George Burns (1896-1996) – His real name was Nathan Birnbaum, but by any name George Burns was a funny fellow. He never recovered emotionally from the death of his wife Gracie Allen in 1964, but he continued to entertain audiences up until about a year before his death, when a fall in the bathtub curtailed his extraordinary good health. He had been booked to play Vegas and London in his centennial year, but his fall, alas, made that impossible, and he died shortly after his 100th birthday. Say goodnight, Gracie.
NINETEENTH, TWENTIETH, AND TWENTY-FIRST CENTURIES
Emma Morano (1899- ) – As of this writing, Ms. Morano of Italy is not only the world’s oldest living human, she is the last person left on earth who was born in the 19th century. Must be quite a responsibility to be the only survivor of an entire century! She just turned 117 in November. Here’s to many more, young lady!
TWENTIETH CENTURY
There are so many that I could go on for years. I’ll settle for a little trivia.
Hedy Lamarr (1914-2000) – Austrian actress who later moved to America. While best known for her films, Lamarr, along with composer George Antheil, invented a radio guidance system in World War II that prevented Germany from jamming Allied signals. Their invention is still being used today in Wi-fi and Bluetooth technology, and in 2014 both were inducted into the National Inventors Hall of Fame.
The rest of these are a little morbid, centering on November 22, the date President John F. Kennedy (1917-1963) was assassinated. Below is a list of some of the folks who also died on November 22. Two of them, writers Aldous Huxley (1894-1963) and C.S. Lewis (1898-1963) died on the same day the president did in 1963. The rest of them died on November 22, but not in 1963. One of them didn’t even live in the 20th century, but we’ve seen him before in this column, so I’ll mention him again: Edward Teach (Blackbeard the Pirate), who died November 22, 1718.
Others who died on November 22 include:
Walter Reed (1851-1902) – Yeah, he’s the guy the famous hospital is named for.
Jack London (1876-1916) – Heard his last call of the wild on November 22, 1916.
Mae West (1893-1980) – She probably should have considered dying before she made the movie Myra Breckinridge, which was—what’s the word I’m looking for? Oh yeah, dreadful.

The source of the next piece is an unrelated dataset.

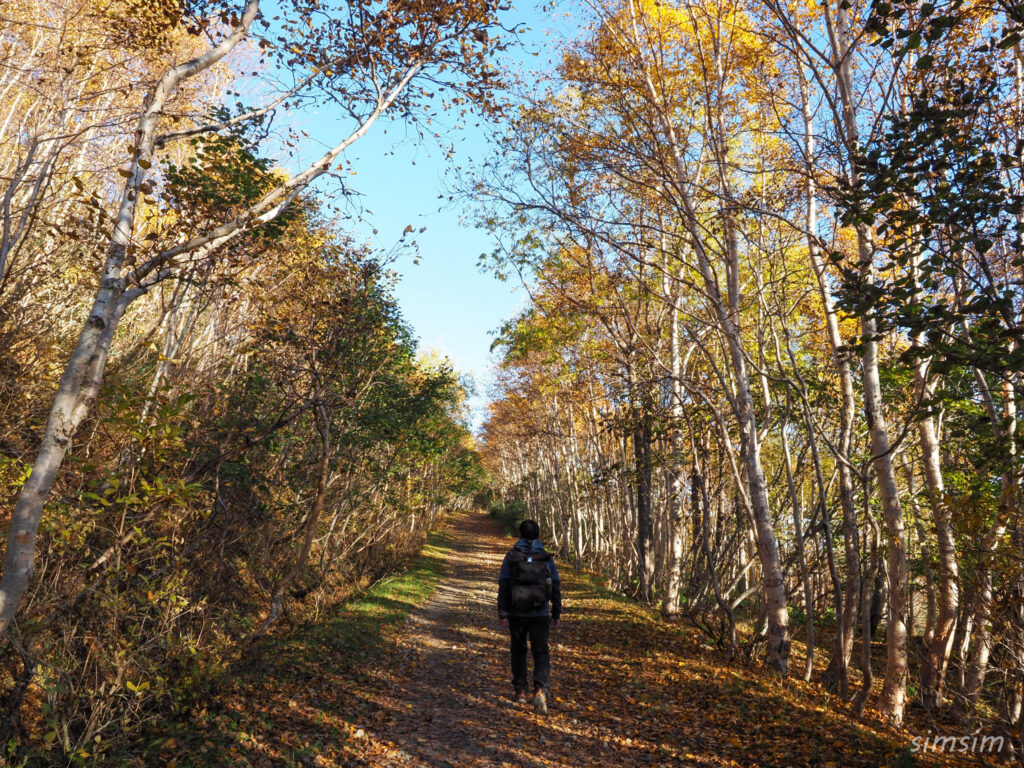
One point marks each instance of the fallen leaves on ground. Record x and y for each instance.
(375, 688)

Shemp Howard (1895-1955) – One of the Three Stooges, older brother of Jerome (Curly) and Moe.
Scatman Crothers (1910-1986) – Perhaps best remembered as Turkle the night watchman in One Flew Over the Cuckoo’s Nest, he had a long career in music, movies, and television. He was also in John Wayne’s final film, The Shootist, and Stanley Kubrick’s The Shining.
Parley Baer (1914-2002) – Who, you say? Okay, he’s obscure, but if you’ve ever seen The Andy Griffith Show, you’d recognize him as the mayor of Mayberry.

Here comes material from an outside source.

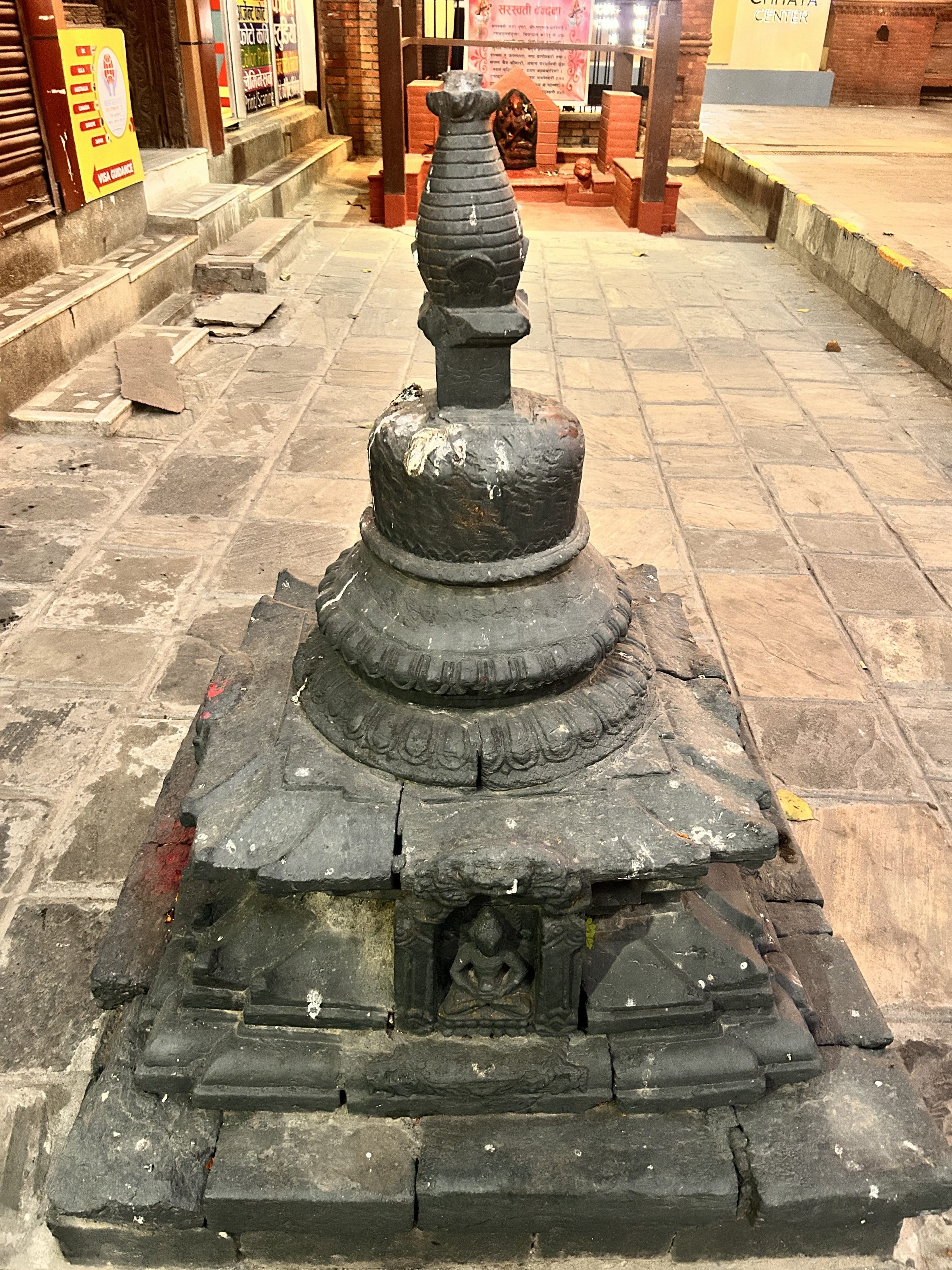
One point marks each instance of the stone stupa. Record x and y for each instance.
(470, 956)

Mary Kay Ash (1915-2001) – The Queen of Cosmetics.
Anthony Burgess (1917-1993) – Author of many novels, including A Clockwork Orange.
Lana Peters (1926-2011) – Another “who?” At birth she was known as Svetlana Josifovna Stalina, the youngest child of Josef Stalin, who was a Very Bad Man. Svetlana defected to the U.S. in 1967, married Wesley Peters in 1970, at which time she took the name Lana, and had a daughter, Olga, in 1971. She became a U.S. citizen in 1978, but in 1984 returned to the Soviet Union with Olga, where both were granted Russian citizenship. But wait, there’s more. In 1992 she also became a British citizen. She lived there until 2009, when she returned to the U.S. for the final two years of her life. Her daughter now lives in Oregon under the name Chrese Evans. Chrese is a tattooed Buddhist who runs an antique shop. When it comes to her grandfather, the apple rolled very far from the tree indeed!
TWENTY-FIRST CENTURY
It’s not over yet, so let’s not get ahead of ourselves. I’m sure it has, and will continue to, produce thousands of noteworthy people. (Hey, all people are noteworthy, right?)
And so ends this blog entry covering 2,000 years of history, an unbroken chain of famous lives, one overlapping the other, from Jesus to Lana Peters. I hope you’ve enjoyed it.